Possiamo solo suggerire che un programma didattico sia concepito in modo da dare libero gioco a quei principi creativi che gli esseri umani utilizzano nel processo di apprendimento linguistico, e presumo nell’apprendimento di qualsiasi altra cosa. Penso che dovremmo probabilmente tentare di creare un ricco ambiente per l’euristica intuitiva che l’essere umano possiede automaticamente.
La nostra proposta didattica che, attraverso brani d’autore e schemi teatrali offre integrazioni all’input linguistico già fornito in classe, intende lavorare proprio nella direzione della creazione di un «ricco ambiente per l’euristica intuitiva» ma intende anche e soprattutto porre un rinnovato accento sul valore dell’apprendimento guidato della lingua, sia essa prima che seconda lingua, e soprattutto quello della riflessione induttiva o deduttiva sui fenomeni linguistici fatta in contesto scolastico.

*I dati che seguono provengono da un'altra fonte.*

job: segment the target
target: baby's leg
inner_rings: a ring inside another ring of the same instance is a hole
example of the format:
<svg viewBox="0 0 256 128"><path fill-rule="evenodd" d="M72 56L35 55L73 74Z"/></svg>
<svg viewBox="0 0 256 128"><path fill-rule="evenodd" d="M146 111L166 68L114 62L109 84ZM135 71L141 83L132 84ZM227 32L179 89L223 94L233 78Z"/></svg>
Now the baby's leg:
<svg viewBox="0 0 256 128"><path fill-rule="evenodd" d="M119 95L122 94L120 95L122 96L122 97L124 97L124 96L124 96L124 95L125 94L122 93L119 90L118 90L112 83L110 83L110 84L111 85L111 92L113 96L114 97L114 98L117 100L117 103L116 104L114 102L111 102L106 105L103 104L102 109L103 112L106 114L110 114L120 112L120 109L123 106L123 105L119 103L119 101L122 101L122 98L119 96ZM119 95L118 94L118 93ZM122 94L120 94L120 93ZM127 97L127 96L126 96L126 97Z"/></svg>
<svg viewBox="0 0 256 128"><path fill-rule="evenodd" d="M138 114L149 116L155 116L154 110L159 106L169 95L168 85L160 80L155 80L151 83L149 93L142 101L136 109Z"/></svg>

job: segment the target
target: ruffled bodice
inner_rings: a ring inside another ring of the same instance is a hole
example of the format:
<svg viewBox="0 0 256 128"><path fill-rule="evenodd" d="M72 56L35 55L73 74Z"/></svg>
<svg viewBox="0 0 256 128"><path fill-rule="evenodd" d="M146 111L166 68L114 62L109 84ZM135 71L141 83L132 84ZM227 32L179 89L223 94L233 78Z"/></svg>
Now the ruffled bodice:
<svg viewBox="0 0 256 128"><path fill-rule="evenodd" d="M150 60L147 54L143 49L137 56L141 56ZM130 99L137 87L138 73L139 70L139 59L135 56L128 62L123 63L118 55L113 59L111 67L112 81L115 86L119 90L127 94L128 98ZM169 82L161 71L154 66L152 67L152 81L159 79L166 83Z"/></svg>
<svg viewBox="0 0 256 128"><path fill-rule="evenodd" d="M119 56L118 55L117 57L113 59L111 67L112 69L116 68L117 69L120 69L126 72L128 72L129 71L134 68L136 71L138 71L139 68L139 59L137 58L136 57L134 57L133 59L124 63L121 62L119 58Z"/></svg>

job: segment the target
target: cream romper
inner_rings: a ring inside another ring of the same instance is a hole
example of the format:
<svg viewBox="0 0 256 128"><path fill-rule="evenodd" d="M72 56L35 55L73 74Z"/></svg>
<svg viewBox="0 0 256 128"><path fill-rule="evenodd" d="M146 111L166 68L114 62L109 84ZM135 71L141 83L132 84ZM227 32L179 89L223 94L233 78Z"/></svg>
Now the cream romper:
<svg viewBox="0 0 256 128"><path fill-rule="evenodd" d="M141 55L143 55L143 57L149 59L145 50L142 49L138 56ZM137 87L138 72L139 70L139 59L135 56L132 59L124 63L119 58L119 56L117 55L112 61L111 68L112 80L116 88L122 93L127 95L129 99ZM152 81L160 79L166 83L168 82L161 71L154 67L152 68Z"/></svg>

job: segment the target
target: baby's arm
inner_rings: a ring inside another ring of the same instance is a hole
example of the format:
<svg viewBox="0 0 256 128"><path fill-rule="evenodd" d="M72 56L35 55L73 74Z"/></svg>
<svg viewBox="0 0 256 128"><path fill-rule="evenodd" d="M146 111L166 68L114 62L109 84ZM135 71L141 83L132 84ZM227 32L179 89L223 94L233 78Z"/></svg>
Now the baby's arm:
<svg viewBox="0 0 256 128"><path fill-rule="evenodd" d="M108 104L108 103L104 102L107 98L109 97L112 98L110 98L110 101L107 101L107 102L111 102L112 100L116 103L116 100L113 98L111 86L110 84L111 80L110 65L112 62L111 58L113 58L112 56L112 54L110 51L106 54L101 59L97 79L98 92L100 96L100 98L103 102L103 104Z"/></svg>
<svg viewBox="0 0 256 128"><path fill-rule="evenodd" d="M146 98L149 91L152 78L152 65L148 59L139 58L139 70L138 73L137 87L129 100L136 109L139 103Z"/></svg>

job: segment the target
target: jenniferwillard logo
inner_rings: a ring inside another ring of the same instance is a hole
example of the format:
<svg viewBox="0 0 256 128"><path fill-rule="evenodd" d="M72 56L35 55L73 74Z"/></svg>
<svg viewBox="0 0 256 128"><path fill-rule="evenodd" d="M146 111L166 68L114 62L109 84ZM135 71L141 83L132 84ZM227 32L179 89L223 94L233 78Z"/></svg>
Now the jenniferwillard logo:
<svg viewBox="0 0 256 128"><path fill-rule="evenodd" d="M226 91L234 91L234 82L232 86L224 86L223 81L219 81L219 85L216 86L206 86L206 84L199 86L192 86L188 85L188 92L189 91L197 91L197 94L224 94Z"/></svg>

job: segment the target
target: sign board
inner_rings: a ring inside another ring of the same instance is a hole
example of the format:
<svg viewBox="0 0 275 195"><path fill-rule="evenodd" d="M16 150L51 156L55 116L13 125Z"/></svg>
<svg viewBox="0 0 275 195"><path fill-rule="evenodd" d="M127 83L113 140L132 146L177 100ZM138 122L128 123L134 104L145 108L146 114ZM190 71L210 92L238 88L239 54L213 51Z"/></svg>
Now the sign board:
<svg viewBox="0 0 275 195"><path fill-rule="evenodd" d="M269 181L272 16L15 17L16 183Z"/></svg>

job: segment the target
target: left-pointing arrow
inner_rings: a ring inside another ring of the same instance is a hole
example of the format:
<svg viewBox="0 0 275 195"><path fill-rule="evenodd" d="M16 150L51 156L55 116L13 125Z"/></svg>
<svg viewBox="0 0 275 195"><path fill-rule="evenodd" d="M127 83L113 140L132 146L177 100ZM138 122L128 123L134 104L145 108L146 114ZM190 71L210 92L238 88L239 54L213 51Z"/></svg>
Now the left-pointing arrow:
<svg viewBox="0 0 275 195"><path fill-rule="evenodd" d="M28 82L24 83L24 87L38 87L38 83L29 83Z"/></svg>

Dopo lo spunto creativo tematizzato, ragioneremo insieme ai ragazzi su che cos’è la grammatica e perché è importante stare alle “regole del gioco “grammaticale[11], partiremo con gli esperimenti grammaticali di tipo morfologico-sintattico atti a de-strutturare e a ri-strutturare alcune categorie grammaticali tradizionali, proseguiremo con gli esempi più significativi di uso creativo della materia linguistica e del suo elemento strutturale fondamentale, la parola, tratti dai testi sopra citati, per concludere con qualche gioco di “pensiero” tratto dal Libro degli errori di Rodari. Docenti e discenti saranno chiamati infine a costruire insieme testi creativi e comunicativamente efficaci in un clima di workshop atto a sollecitare le motivazioni di apprendimento.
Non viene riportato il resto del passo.